ECLI:NL:RVS:2023:2741
Raad van State
- Voorlopige voorziening
- Rechtspraak.nl
Voorlopige voorziening in vreemdelingenzaak betreffende verblijfsvergunning
In deze zaak heeft de voorzieningenrechter van de Afdeling bestuursrechtspraak van de Raad van State op 14 juli 2023 uitspraak gedaan over een verzoek om een voorlopige voorziening. De vreemdeling had op 12 juli 2023 hoger beroep ingesteld tegen een uitspraak van de rechtbank Den Haag, die op 7 juli 2023 zijn beroep tegen de afwijzing van zijn aanvraag voor een verblijfsvergunning ongegrond had verklaard. De staatssecretaris van Justitie en Veiligheid had eerder, op 26 januari 2023, de aanvraag van de vreemdeling om een verblijfsvergunning regulier voor bepaalde tijd afgewezen. Dit besluit werd door de staatssecretaris op 13 april 2023 bevestigd, waarbij het bezwaar van de vreemdeling ongegrond werd verklaard.

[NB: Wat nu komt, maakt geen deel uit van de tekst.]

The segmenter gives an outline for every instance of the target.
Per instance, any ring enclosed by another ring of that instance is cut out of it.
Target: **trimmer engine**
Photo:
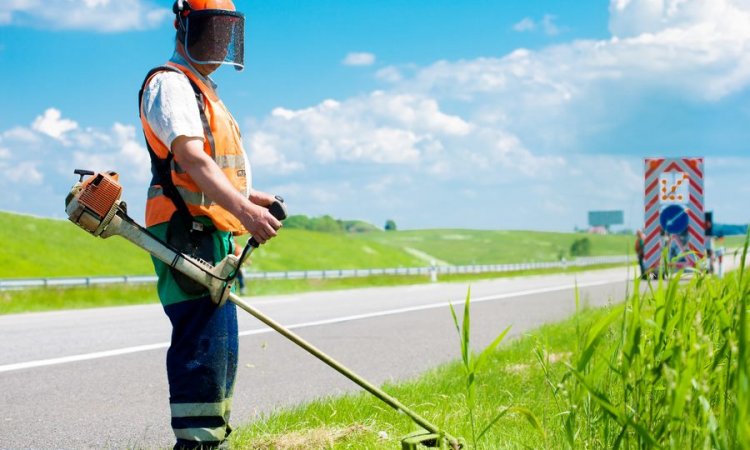
[[[227,301],[239,267],[252,250],[252,239],[241,258],[227,255],[216,265],[194,259],[158,239],[128,216],[127,205],[120,200],[122,186],[116,172],[94,173],[78,169],[75,174],[80,179],[65,199],[65,212],[71,222],[103,239],[121,236],[129,240],[205,286],[217,304],[223,305]],[[86,176],[89,178],[84,180]],[[281,204],[271,211],[279,214],[279,220],[286,218],[286,210]]]
[[[94,236],[99,236],[106,230],[122,203],[119,176],[116,172],[94,174],[80,169],[75,174],[81,178],[65,199],[65,212],[71,222]],[[87,175],[94,176],[84,180],[83,177]]]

De vreemdeling verzocht de voorzieningenrechter om een voorlopige voorziening te treffen, zodat zijn voorgenomen overdracht op 18 juli 2023 om 09:00 uur achterwege zou blijven. De voorzieningenrechter oordeelde dat, omdat de termijn voor het hoger beroep nog niet was verstreken, het noodzakelijk was om een voorlopige voorziening te treffen. De voorzieningenrechter besloot dat de voorgenomen overdracht niet door mocht gaan totdat er een uitspraak was gedaan op het resterende deel van het verzoek.
Daarnaast werd de staatssecretaris veroordeeld tot vergoeding van de proceskosten van de vreemdeling, die in verband met de behandeling van het verzoek waren gemaakt. Het totale bedrag van de proceskosten werd vastgesteld op € 837,00, geheel toe te rekenen aan door een derde beroepsmatig verleende rechtsbijstand. De uitspraak werd openbaar uitgesproken op 14 juli 2023.